Author: Andrew Rowe
Review by Sam Koumi
Note from OOTWReviews: The edition reviewed is the aduiobook, narrated by Nick Podehl, and as such some of the points in this review will not apply to the print version.
-Eric Sparks, founder of OOTWReviews
Andrew Rowe manages to introduce the reader to his Ascension series fairly well in this first book, called Sufficiently Advanced Magic, and I had the privilege of having Nick Podehl perform it for me.
Sufficiently Advanced Magic is stuffed with what most YA fantasy fans enjoy: action, magic, and intrigue. Although it’s pretty lacking in the romance department (not that I’m complaining. Rowe does a fairly good job in introducing the setting of the story, without having too many info dumps, and those that are, are hidden well enough for me to be able to look past them.

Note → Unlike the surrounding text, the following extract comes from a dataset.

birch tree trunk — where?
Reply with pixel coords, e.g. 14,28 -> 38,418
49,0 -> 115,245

I do for the most part enjoy the characters. They are well written, and the inter-personal relationships are well written and interesting, even with little, or almost no romance at all (a few seeds are strewn, which probably will be explored later in the series, but they didn’t have too much of an effect in this book), which is, in my experience, pretty rare in these kinds of stories.
I do, however, have a gripe: how the main character is written as if he’s the smart one, who prefers smart planning over brute force as his way to solve problems. For example, he preferred studying puzzles rather than combat training before his trial. Yet, 90% of all fights are either won through force or by pure luck. Very few fights are fought tactically. He’s a pretty bad student, who, after his trial, doesn’t enjoy studying, even though that’s kinda how his character was set up in the beginning.

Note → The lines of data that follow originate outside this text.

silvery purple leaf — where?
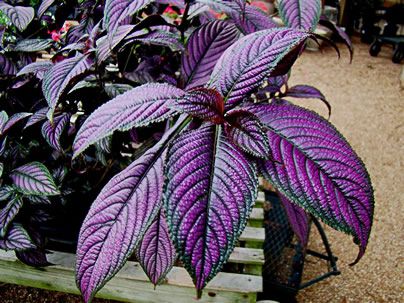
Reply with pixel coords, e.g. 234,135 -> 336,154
249,102 -> 374,262
0,197 -> 22,238
225,109 -> 270,159
135,210 -> 176,285
0,223 -> 36,251
37,0 -> 55,19
17,61 -> 53,80
181,20 -> 240,89
0,53 -> 18,76
170,87 -> 224,124
104,83 -> 133,98
285,85 -> 331,117
24,107 -> 49,129
76,134 -> 171,302
164,123 -> 258,296
42,53 -> 94,120
0,1 -> 35,32
278,0 -> 321,31
278,193 -> 309,247
103,0 -> 153,40
42,113 -> 71,151
73,83 -> 184,157
0,110 -> 8,135
125,30 -> 184,51
197,0 -> 277,34
10,162 -> 60,196
209,28 -> 310,108
320,17 -> 353,61
11,39 -> 53,53
0,113 -> 32,134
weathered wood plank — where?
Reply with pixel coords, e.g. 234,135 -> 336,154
0,251 -> 262,303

This is probably done to make him more relatable, but it’s a bit annoying that he “breaks character” that much. This gets better later in the book, but it’s still somewhat there.
Podehl does a good job and makes the characters come alive. I generally have low expectations for the narrators of audiobooks, but that doesn’t mean I can enjoy it when they are good.
Overall, the book does what it does good very well, but that which grinds my gears does so to an extreme level.
I’d like to give the story a 6/10, and hoping that future books only rise in quality!